Although many Americans incorrectly use the terms interchangeably, there is a major difference between efficiency and effectiveness. Effective means accomplishing your goal or aim. Efficient means achieving that goal in a cost-effective manner.
Our military has certainly been shown to be effective in maintaining the goal of world order. We are without any doubt the strongest military power the earth has ever known.
But is our military spending efficient? Probably not, but due to frenzied name calling (“unpatriotic,” “un-American”), hardly any group wants to analyze inefficiencies. Certainly, few right-of-center think tanks want to even address the issue and objectively analyze defense spending with an emphasis on reallocation. Instead, virtually every military paper authored by them simply advocates for more and more resources. How is this being fiscally conservative?
The exception is the American Enterprise Institute (AEI) which in 2016 sent a letter to the Department of Defense and the Senate outlining ways to reallocate military funds:
— Close “unnecessary facilities” in the U.S. There is an estimated 20% overcapacity in American bases. Closure hasn’t occurred solely due to politics.
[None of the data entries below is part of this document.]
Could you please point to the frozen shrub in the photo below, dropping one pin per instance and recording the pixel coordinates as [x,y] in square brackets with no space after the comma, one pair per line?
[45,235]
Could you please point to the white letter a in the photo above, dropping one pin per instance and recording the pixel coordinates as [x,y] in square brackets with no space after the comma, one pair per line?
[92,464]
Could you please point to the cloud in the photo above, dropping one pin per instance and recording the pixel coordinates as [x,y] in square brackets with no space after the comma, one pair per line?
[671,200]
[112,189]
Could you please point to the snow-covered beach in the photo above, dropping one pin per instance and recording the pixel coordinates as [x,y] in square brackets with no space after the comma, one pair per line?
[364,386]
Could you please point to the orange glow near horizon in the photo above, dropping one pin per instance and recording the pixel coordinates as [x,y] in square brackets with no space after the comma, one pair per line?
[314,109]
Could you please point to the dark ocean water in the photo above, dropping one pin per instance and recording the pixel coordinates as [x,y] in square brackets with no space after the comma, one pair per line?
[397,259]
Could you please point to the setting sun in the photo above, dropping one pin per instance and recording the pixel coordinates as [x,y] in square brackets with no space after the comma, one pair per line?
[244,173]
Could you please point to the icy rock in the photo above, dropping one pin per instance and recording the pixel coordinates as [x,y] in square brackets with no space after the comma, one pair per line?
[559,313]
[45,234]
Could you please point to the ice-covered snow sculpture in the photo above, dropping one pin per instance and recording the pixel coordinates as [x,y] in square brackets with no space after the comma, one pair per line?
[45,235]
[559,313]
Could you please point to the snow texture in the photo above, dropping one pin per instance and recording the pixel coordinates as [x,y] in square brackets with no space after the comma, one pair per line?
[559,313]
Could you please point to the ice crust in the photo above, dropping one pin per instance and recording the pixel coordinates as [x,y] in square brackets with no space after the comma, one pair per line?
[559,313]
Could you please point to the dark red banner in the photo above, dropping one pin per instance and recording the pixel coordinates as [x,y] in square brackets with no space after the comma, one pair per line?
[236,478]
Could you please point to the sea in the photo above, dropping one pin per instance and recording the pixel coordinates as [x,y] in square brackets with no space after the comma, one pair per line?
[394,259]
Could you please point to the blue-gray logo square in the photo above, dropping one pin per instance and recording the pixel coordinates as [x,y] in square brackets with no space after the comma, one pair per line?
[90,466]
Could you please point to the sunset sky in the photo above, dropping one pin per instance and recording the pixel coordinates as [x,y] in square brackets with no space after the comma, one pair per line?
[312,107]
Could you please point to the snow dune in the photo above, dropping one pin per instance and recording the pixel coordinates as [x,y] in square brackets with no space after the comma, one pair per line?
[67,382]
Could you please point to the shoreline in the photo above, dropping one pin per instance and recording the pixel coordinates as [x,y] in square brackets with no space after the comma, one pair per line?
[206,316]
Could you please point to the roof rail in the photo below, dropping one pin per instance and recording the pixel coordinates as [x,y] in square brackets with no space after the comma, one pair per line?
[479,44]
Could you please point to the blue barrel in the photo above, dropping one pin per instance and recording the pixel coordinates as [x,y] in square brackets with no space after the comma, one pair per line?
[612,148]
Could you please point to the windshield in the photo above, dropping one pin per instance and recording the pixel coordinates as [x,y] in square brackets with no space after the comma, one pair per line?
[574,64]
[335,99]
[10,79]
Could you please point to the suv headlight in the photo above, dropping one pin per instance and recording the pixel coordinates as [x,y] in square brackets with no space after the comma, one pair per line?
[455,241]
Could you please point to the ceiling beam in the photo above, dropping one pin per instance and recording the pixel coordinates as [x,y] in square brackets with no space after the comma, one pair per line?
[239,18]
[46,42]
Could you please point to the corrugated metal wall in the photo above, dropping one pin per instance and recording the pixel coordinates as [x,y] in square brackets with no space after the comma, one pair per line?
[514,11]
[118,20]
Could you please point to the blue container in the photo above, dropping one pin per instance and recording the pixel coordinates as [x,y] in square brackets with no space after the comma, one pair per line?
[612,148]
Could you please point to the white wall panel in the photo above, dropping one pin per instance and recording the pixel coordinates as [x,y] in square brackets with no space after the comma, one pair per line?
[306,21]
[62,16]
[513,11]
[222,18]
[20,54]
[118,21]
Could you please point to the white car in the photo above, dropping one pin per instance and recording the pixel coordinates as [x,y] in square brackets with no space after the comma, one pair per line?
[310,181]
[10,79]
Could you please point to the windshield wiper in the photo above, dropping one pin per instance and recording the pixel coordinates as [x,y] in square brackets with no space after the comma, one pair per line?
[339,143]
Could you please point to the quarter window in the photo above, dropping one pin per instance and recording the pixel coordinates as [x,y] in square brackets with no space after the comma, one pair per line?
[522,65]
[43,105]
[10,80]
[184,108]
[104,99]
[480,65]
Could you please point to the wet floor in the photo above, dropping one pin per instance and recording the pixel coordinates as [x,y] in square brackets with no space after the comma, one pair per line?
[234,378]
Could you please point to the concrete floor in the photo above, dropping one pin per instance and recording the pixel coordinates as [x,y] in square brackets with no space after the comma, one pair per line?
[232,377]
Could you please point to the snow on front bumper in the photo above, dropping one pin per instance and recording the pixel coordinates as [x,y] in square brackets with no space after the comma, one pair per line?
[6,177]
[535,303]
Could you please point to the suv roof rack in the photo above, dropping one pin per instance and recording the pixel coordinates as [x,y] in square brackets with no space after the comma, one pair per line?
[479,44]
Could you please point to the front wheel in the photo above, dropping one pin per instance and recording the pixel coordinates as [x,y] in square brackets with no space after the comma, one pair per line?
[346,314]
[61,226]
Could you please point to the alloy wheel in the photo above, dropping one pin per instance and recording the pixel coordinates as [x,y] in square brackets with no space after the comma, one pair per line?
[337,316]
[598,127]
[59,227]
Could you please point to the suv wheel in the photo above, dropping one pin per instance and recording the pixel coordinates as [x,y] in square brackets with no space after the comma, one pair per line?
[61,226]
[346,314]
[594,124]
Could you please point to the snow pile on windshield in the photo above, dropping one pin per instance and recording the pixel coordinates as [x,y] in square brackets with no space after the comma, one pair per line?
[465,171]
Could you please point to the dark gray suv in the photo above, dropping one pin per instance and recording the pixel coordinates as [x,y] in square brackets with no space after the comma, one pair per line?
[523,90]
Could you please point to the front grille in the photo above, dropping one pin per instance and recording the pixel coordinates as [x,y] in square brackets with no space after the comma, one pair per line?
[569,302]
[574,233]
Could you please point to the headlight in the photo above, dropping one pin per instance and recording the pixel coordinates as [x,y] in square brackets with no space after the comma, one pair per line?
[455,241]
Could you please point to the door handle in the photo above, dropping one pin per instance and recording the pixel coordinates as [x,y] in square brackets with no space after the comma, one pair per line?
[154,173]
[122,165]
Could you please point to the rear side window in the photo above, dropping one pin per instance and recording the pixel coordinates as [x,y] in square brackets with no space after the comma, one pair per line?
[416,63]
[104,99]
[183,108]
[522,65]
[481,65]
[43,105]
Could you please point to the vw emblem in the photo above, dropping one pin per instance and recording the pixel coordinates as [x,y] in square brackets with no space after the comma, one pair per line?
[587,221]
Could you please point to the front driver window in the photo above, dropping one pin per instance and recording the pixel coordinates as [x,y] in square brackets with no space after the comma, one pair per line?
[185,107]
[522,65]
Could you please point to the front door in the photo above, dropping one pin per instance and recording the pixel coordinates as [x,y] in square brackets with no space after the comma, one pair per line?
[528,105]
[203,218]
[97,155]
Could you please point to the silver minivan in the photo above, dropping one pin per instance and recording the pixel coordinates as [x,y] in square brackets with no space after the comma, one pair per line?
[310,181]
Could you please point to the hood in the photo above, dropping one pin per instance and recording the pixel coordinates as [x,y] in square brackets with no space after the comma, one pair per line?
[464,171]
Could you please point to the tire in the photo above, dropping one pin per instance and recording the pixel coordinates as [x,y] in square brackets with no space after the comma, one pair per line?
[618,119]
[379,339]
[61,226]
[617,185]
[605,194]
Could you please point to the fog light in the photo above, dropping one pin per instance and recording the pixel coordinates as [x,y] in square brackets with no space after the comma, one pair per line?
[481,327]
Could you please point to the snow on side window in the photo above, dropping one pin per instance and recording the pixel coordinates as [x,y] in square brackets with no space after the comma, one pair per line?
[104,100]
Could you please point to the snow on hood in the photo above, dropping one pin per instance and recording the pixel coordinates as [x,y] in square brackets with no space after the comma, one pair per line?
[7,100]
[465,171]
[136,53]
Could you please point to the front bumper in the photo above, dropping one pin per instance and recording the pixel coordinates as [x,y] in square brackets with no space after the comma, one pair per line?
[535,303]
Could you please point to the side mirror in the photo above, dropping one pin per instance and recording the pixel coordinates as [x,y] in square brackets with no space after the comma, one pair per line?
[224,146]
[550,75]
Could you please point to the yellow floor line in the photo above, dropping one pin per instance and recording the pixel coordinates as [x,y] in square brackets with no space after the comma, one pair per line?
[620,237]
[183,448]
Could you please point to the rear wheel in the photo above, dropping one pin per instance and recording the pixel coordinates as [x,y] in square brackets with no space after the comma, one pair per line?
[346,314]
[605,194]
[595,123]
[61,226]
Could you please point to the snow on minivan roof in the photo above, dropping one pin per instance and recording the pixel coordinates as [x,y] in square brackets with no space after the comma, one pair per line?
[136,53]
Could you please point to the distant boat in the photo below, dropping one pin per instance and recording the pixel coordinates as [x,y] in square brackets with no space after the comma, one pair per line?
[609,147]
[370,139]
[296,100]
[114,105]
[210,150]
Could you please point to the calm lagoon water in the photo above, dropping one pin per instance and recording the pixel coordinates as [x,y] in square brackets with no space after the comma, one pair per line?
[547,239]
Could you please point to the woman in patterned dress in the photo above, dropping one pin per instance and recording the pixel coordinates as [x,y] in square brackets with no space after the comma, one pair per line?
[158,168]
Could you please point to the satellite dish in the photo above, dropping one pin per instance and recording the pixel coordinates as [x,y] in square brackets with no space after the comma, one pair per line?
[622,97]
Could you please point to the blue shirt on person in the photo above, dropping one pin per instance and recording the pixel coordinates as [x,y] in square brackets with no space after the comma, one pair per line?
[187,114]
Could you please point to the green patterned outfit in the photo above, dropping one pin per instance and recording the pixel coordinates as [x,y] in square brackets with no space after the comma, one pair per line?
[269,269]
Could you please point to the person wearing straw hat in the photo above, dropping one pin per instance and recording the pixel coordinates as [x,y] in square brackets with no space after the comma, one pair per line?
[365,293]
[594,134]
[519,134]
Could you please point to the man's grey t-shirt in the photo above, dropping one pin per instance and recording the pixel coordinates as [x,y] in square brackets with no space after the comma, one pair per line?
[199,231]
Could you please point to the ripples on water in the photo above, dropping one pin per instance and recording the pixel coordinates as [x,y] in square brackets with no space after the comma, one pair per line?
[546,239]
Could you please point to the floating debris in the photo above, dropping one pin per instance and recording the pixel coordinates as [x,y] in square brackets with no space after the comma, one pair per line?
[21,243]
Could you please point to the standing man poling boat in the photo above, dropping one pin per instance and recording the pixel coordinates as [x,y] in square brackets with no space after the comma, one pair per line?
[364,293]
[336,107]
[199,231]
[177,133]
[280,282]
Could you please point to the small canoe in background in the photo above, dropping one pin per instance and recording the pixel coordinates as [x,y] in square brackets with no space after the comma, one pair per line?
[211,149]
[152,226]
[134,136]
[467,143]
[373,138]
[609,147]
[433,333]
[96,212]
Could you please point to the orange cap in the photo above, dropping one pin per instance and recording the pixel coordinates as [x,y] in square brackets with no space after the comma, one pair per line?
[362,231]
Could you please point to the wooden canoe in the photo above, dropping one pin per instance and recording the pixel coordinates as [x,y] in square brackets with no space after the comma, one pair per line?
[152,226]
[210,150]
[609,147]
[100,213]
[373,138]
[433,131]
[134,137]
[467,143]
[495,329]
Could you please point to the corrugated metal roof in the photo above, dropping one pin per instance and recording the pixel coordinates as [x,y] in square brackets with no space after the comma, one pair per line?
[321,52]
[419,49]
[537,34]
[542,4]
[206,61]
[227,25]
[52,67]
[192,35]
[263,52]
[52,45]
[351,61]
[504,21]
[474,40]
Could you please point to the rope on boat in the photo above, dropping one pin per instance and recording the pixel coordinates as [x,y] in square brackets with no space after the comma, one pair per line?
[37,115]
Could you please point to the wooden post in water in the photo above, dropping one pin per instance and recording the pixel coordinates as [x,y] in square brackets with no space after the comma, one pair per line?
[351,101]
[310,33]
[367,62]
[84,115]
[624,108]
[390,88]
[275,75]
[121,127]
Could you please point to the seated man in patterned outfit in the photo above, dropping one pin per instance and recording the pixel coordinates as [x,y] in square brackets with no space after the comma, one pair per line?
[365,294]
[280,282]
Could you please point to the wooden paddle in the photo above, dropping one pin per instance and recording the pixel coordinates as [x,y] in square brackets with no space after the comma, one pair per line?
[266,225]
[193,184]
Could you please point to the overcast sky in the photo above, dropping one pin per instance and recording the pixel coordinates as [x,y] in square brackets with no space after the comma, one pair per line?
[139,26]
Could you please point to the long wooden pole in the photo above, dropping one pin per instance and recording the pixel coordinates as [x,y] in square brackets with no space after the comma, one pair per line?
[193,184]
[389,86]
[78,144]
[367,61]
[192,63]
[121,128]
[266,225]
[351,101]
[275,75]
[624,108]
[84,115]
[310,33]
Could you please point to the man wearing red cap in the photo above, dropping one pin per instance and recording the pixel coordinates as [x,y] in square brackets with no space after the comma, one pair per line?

— Reduce the number of civilian defense employees. While the number of active-duty service personnel has gone down by 3% from 2001 to 2014, the number of civilians rose by 70,000 (a 10% increase). According to the GAO, the DOD refuses to gather the appropriate data to efficiently make these reductions, a situation Trump and Congress must address.
— Cut bureaucracy. “De-layering” a bloated system of administration reduces the levels of review, making operations not only more efficient but more effective as well.
— Review cost inflation. From FY98 to FY14, cost per active-duty soldier increased 76%. Research into cost-effectiveness, including compensation, must be done and cost-containment measures taken.
Our defense spending will rise every year unless we make a concerted effort to change. Is there no end to defense spending fiscal irresponsibility by supposed conservatives?
As any Overspending Anonymous member knows, fiscal detox is very hard. Rep. Bolton and our other conservative Congressmen, for the good of our nation and its growing deficit, please try to come off your defense money fix. Patriotic Americans don’t insist that it be cold turkey. But at least cut back a bit so we know you’re serious. Please, as Nancy Reagan said, just say “no.”